‘I understand his sister was proving quite an obstacle to his enjoying his inheritance?’
‘Obstacle! She and that harpy of a mother of hers were trying to do him out of it! Everything! They’d hired lawyers . . . Orlando couldn’t afford to retaliate. And he won’t have it out with her no matter how I try to push him forward. He’s such a jelly-baby! “Think of the kids!” I keep telling him. “Don’t they deserve a better life?” Can you imagine a mother hating her own son like that?’ Unconsciously she placed a protective hand over her swollen belly. ‘You’d do anything, wouldn’t you, to make sure your own child was all right? She’s not human!’
Joe had a feeling that Orlando’s fifth child was going to make a welcome appearance and have its share of maternal affection. ‘Your first child?’ he asked.
She nodded, a passing expression of, as far as he could ascertain in the gloom, panic twisting her face. He realized that she was much younger than he had at first thought. Young and quietly terrified when she looked into the abyss of uncertainty before her. Unmarried, about to produce the fifth in a chain of bastards, her presence in this idyllic place tolerated as long as her colouring continued to satisfy the painter’s artistic compulsions, she must feel the ground could give way under the next footstep. Joe was filled with a stab of anger for Orlando, the undependable centre of this growing web of needy dependants. ‘Must be quite terrifying,’ he said tactfully, to draw her out, ‘the thought of giving birth. Have you anyone who could . . .? I mean, how on earth will you manage? I’m sorry, I should not have asked the question. It’s none of my business.’
She smiled and patted his hand. ‘In my state, believe me, sympathy is very welcome . . . from any quarter. And all the more valued if it’s coming from a policeman. Can’t say I’ve ever met one before but you’re not well known for your understanding.’
‘That’s the first thing we have to be,’ said Joe. ‘Though I usually find the people I talk to try to avoid being understood. But, tell me, can you count on Orlando’s mother for help when you need it? I mean, when the time arrives?’
‘Oh, no!’ she said decisively. ‘Yet another little illegitimate baby to do her discredit. She won’t lift a finger. My family all cut me off years ago – they don’t know where I am or what I’m doing. There’s a woman in the village – Grandnanny Tilling, the kids call her – and she’s promised to come up and help when I send word. And then there’s Yallop to do the fetching and carrying. Good old Yallop! He’ll always help Orlando.’
‘Yallop?’
‘Groom, chauffeur. Soldier. He was a rough-riding sergeant in the King’s Dragoon Guards. He’s taught all the kids to ride. They wouldn’t get far in a county gymkhana but they can all stay glued to a horse, with or without a saddle. He’s very tough and you’d think he would have no time at all for a man like Orlando but he’s always there when he needs him.’
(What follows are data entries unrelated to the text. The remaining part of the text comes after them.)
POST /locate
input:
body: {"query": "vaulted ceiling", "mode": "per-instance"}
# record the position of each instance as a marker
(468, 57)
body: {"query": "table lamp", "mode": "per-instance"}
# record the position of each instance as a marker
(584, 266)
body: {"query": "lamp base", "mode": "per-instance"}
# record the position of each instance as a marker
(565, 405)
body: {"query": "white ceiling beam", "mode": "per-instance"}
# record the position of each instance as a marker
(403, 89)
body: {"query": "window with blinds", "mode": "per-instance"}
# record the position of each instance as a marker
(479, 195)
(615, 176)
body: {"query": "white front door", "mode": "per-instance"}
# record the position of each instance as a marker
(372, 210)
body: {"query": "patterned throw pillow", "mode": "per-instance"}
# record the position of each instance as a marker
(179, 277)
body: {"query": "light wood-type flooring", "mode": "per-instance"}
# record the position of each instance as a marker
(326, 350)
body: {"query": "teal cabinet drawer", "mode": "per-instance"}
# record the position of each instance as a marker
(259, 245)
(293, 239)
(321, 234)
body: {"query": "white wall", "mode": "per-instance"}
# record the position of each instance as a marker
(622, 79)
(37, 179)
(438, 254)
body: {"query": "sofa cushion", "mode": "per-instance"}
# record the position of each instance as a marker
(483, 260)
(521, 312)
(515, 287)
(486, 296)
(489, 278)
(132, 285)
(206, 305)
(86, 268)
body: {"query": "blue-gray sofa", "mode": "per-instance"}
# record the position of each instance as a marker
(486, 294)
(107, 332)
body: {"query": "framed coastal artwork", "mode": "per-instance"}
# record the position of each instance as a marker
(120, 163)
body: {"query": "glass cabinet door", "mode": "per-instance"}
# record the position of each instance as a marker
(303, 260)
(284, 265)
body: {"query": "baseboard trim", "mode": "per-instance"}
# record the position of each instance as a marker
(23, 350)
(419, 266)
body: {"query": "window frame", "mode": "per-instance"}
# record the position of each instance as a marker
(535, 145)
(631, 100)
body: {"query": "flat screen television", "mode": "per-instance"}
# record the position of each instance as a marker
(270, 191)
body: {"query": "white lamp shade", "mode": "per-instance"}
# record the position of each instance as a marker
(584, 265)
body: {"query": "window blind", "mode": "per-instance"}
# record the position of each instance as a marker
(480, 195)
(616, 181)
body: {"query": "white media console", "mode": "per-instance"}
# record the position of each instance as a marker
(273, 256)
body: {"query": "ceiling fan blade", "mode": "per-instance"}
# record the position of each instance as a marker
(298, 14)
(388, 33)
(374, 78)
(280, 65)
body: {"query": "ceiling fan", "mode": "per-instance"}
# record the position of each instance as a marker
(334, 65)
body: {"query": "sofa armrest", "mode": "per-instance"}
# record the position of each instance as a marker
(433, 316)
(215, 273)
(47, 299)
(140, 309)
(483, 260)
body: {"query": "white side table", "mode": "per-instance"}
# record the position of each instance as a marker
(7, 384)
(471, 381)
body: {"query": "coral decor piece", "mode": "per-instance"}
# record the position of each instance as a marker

She rummaged in a drawer and took out a folding photograph frame containing three sepia prints. ‘Here it is – the Orlando gallery,’ she said, smiling. ‘That’s Yallop, on the left.’
Joe held it to the light and was just able to make out the two figures on horseback. He saw a slender young man, the pre-Switzerland Orlando, he guessed, and a heavier, middle-aged figure with an easy seat in the saddle who must be Yallop. Before passing the frame back he glanced quickly at the other two photographs. In the centre, Orlando posed with two children at his feet and two on his knees and, in the right-hand frame, in an Alpine setting, a man clad in heavy tweeds and leather helmet dangled on a rope from an overhanging cliff.
‘Can this be Orlando?’ he asked.
Mel grinned. ‘So he tells me. He learned to do mountain climbing when he was in Switzerland. Says it’s what cured his disease. All that sharp air cutting through your lungs!’ She shuddered. ‘I suppose it would cure you if it didn’t kill you first. He says that when he showed this photo to that sister of his she laughed and said it was a cheat – it couldn’t be Orlando in the photograph because climbing called for courage and her little brother didn’t have the nerve to take his feet off the ground. She was a cow, Commander! Whoever this burglar chap was, I hope he gets away with it. And the emeralds as well. If you do ever catch him you can pin a medal on him from me.’
Joe was drawing the interview to a close and was fleetingly aware that she was not eager to see him move away. For a second her hand reached out to him, without quite making contact, the hand of a woman drowning in her own sea of insecurity, before being snatched back. ‘It’s been nice to talk to you, Commander,’ she said and added, disarmingly, ‘We don’t get all that much company down here.’